Hi, I'm a ML rookie, and I wonder what is RandomForestOptPro (and others like GradientBoostedRegressionTreeOptPro) and how it works?

I know basic parameter-tuning techs like the Bayesian opt, but I never heard "RandomForest Opt" before. Is there any paper can explain it or should I check somewhere in your documentation (I tried but failed :3 )

and a might-be stupid question: how to extract the best estimator from the experiment? So far I guess the only way is to check the leaderboad then get the best estimator's key then check the json file? Could it be more straightforward?

BTW thanks for developing such a GREAT tool!

[chwang1991]

OK I see there is a "hyperparameter_key" column in the leaderboard file, so can I use the key to directly get the hyperparameter combo?

[HunterMcGushion]

@chwang1991,

Thanks for opening this issue! Let me start by saying that your questions are definitely not “stupid”! These are fantastic questions, and I’m sure many others have them as well. So thank you for bringing them to my attention, because it means that I probably need to improve the documentation.

Regarding RandomForestOptPro and GradientBoostedRegressionTreeOptPro, you may already be clear on this, but it helps me to remember that they’re just normal ML algorithms. Hyperparameter optimization is just ML on top of ML. These two algorithms (I call them “OptPros” or “Optimization Protocols” because they’re designed for hyperparameter optimization) are built on top of SKLearn’s RandomForestRegressor and GradientBoostingRegressor, respectively. Since you’re familiar with Bayesian optimization, it could help to remember that our BayesianOptPro is similarly built on top of SKLearn’s GaussianProcessRegressor.

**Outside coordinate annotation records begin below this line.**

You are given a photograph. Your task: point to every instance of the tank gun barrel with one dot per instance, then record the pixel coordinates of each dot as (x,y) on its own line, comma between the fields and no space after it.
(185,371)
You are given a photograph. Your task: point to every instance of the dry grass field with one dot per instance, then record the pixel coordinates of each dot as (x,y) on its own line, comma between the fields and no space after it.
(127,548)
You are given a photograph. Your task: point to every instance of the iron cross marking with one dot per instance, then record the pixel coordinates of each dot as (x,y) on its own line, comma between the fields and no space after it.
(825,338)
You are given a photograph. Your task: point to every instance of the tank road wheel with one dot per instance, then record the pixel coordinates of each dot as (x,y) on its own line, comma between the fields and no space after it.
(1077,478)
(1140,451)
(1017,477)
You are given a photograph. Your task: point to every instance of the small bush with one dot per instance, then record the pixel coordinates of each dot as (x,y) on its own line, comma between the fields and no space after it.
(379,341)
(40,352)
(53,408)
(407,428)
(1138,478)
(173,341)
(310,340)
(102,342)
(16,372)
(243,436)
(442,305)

Each of the Optimization Protocols is just a wrapper around some existing ML algorithm to enable us to use it for hyperparameter optimization. So in order to understand the two OptPros you mentioned, I would recommend reading the documentation for the above-mentioned SKLearn classes that they use internally: RandomForestRegressor and GradientBoostingRegressor. Of course, these classes are the base_estimators for each OptPro, and we also make use of things like acquisition functions in order to estimate the utility of each proposed set of hyperparameters, but this is also the case in standard Bayesian optimization.

In the end, the most significant difference between the BayesianOptPro with which you’re familiar and RandomForestOptPro, for example, is that BayesianOptPro uses GaussianProcessRegressor as its base_estimator, whereas RandomForestOptPro uses RandomForestRegressor.

I know my response hasn’t really touched on the technical differences between the different OptPros, but like I said, to get a better idea of the specific differences in behaviors, you can see the documentation of the base_estimator classes. For HH, it makes sense to offer a wider range of OptPros because it’s so easy to switch between them due to the fact that HH automatically records and reuses Experiments during Optimization. Sometimes you may find that BayesianOptPro simply isn’t working as well as you want. With HH, you can simply stop your current OptPro and pick up learning with a different OptPro to see how things go—without losing everything your previous OptPro learned. In my problems, I find it often helps to get the different perspective of another OptPro. In fact, I’ll often switch between all of them, giving each 10 iterations, then moving on to the next OptPro. I don’t know of any other library that enables this sort of diverse exploration of the problem space while still retaining all of the data collected by previous optimization rounds.

Turning to your question about finding the best Experiment, you are correct that the key is using the leaderboard file. This could definitely be better documented, so I apologize. What you’ll want to do is check the Leaderboard for the experiment_id corresponding to the score you want. Then go to the “Experiments/Descriptions” directory. Each of the JSON files here are named after an experiment_id in the Leaderboard. So open up the JSON file for the Experiment you want, and you’ll find all of the important information about the Experiment, including scores, execution times, algorithm used, and of course, hyperparameters and feature engineering steps used. Under the “hyperparameters” key you can find all the hyperparameters used for the Experiment—even the ones you didn’t explicitly declare—so you can thoroughly recreate the Experiment.

Both of these topics could definitely be documented better, so thank you very much for asking these fantastic questions! Please let me know if you have any further questions or feedback, and thank you for your support! I really appreciate it!

[chwang1991]

I was surprised that today there are still open-sourcers willing to explain so in detail like you....

You not only solved my question but also help extend my knowledge -- you are right, hyper-tuning techs are just ML on top of ML! Thank you so much!